Over this time I've become attuned to his voice, his repetitive calls for food as persuasive as those of a human child. I've seen one or other of his parents respond to his cries and to his strange head-bobbing dance with regurgitated chips and kebab meat, human rubbish forming the staple diet of the urban seabird.

Herring gulls are reportedly in decline in their natural habitat of coastal cliffs and have been accorded a 'red' conservation status by the RSPB. Yet they are so ubiquitous in our towns and cities that they are considered a pest by many.

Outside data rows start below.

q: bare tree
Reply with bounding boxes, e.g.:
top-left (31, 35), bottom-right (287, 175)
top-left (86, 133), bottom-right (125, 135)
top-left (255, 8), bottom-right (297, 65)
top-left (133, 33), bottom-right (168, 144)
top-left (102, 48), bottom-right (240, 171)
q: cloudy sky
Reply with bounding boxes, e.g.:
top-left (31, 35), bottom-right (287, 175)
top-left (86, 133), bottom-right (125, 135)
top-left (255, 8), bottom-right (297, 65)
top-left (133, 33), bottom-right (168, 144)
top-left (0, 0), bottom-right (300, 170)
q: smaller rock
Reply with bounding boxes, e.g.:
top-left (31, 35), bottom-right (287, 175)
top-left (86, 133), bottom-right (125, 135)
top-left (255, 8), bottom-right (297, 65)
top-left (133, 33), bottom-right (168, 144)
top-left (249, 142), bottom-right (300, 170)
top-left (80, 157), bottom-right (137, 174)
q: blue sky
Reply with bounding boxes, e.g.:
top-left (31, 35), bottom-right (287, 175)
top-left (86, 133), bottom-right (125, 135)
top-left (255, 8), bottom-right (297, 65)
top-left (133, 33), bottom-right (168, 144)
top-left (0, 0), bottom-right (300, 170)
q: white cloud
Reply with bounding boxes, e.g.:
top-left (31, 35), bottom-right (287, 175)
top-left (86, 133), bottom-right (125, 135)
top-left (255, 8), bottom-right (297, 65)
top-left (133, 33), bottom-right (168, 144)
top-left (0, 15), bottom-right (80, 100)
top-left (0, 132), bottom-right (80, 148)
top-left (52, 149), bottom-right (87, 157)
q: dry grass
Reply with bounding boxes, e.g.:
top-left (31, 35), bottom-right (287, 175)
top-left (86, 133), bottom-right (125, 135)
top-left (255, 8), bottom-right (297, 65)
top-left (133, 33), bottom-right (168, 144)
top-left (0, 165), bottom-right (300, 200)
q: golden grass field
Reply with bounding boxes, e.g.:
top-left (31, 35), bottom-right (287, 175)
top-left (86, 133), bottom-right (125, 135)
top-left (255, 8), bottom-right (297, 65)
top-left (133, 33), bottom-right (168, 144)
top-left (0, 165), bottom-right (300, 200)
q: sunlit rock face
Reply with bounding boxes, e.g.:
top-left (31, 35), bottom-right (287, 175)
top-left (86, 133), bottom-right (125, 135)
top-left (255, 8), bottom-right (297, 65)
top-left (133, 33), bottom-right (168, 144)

As an omnivorous scavenger they are perfectly suited to living off the waste our society produces, and the landscape of high flats and tenements forms a not bad approximation of the habitat they evolved to live in.

Watching this gull as night and a light rain falls, his form silhouetted against the darkening sky, the flats across the road are transformed into a sea-cliff. The short, dead end street I live on becomes a sheltered cove of the sort that invariably brought thoughts of smugglers to my mind as a child. The broken down fridge, discarded digi-box and mess of plastic bottles and old video tape that fills the corner against the wall are so much flotsam and jetsam left behind by the tide.

At first he flapped a bit to no real purpose, or used his wings for frantic balance as he stumbled down the slates after a morsel of food. After a few days I began to see him manage short flights, a couple of metres at best, across the rooftop where he was born. These flights were hilarious, almost tragically lacking in the grace with which an adult gull can hang in the wind, or swoop and glide high above the city streets.

I would love to have photographed all this, to have a permanent record of so much fascinating animal behaviour, but I couldn't get past the idea of the neighbours seeing me leaning out my window with a camera and telephoto lens.

When I got home from work today, I have to admit, I went straight to the window to look for him. There was no sign, not a bird in sight. I can only assume his slaptstick attempts at aviation have graduated into real flight. In my minds eye he glides out along the Clyde, out past Ailsa Craig and Arran, to the Atlantic.